Снаружи медленно заходит солнце. Иван зажигает стеариновую свечу, установленную на крышке ведра из-под краски. Мы сидим по обе стороны от свечи, я — на деревянном ящике, он — на старом изношенном спальном мешке, на полу. Окна разбиты, и пламя дрожит. Он ночевал здесь последние три-четыре недели. Раньше он спал в заброшенном железнодорожном вагоне.
Иван доедает остатки своей пиццы. Сосредоточенно, не поднимая глаз. После него не остается ни крошки.
Затем он снова начинает говорить, его датский стал уже более уверенным. Он пьет какао, я пью сегодня очень крепкое пиво.
— А ты знаешь, что кролики едят свое дерьмо?

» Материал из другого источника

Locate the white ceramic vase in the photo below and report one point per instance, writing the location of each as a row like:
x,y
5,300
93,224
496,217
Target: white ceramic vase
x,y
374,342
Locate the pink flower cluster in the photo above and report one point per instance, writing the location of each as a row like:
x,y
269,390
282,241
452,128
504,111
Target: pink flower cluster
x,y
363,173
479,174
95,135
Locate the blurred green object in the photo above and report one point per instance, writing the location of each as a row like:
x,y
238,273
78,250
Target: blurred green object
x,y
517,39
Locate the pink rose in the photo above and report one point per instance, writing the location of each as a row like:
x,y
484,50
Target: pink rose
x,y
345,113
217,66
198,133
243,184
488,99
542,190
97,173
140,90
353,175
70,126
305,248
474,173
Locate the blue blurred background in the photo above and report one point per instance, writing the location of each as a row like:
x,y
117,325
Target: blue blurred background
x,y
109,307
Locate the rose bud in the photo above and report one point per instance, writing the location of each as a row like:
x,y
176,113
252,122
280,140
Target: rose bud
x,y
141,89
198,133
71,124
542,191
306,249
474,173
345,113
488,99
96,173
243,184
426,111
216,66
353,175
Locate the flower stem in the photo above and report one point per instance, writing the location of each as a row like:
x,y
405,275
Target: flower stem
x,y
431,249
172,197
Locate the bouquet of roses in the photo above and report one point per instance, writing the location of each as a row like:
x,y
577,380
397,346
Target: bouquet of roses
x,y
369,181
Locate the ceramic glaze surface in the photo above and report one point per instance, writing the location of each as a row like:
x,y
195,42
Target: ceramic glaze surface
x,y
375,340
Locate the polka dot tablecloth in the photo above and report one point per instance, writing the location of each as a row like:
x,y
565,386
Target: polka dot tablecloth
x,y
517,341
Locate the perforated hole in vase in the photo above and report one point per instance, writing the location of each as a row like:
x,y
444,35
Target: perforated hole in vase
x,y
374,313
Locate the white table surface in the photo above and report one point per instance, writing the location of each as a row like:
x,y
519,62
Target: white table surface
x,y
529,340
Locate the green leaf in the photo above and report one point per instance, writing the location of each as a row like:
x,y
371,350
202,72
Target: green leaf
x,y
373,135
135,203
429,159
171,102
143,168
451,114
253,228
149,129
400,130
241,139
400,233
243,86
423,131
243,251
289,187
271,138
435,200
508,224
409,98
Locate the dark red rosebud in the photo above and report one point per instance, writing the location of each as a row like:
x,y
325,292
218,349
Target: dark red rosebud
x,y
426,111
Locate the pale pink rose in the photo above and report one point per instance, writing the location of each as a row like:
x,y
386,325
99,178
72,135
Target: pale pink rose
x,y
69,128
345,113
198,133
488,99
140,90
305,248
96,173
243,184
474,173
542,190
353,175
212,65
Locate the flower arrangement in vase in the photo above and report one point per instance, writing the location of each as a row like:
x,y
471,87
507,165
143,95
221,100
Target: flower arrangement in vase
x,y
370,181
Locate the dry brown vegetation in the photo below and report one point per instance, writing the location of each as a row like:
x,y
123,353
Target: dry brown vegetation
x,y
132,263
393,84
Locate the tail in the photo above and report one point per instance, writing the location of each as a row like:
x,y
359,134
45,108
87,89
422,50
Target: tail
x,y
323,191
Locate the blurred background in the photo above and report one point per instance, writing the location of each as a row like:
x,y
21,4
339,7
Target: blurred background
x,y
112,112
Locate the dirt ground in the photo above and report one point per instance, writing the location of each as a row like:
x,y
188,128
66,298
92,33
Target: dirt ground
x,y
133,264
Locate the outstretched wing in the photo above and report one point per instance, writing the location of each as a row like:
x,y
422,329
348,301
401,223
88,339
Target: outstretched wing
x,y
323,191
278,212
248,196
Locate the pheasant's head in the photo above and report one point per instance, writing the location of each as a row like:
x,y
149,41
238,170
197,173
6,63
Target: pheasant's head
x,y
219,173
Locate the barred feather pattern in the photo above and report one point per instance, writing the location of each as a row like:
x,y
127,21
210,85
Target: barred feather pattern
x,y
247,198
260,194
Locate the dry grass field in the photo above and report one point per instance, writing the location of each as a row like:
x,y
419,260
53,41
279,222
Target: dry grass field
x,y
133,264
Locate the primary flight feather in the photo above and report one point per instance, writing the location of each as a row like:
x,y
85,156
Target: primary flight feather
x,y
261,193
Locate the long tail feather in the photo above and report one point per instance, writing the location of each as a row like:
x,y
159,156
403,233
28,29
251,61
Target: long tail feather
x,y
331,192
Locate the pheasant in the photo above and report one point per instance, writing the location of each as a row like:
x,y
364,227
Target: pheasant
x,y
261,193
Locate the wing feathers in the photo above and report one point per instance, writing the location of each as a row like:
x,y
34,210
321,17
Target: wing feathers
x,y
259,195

Так он спрашивает, абсолютно без повода или подготовки. Похоже, что его изнутри переполняет поток слов, из ведер ассенизаторов выплескивается содержимое. Я качаю головой.
— Кролики едят свое собственное дерьмо. Это единственный для них способ получить достаточное питание.
Я бы хотел поддержать разговор. Но мне нечего сказать.
— Едят и срут и снова это едят. Ну, два раза. Сначала есть, потом срать, а потом снова есть.
Я киваю. Я понял. Снова есть.
— Говно номер два они не едят. Там больше нет ничего.
— А как они узнают, что это говно номер два?
Иван смотрит на меня:
— Я не знаю…
Стемнело, белки его глаз светятся.
— Я не знаю, я, наверное… забыл.
Болтая, Иван рвет коробку из-под пиццы. Рвет на квадратики и укладывает в стопочку. Он говорит: последние пару месяцев, до того как стать беженцами, мы питались булочками из муки, масла и воды. Мы были из тех счастливчиков, кому еще было что есть.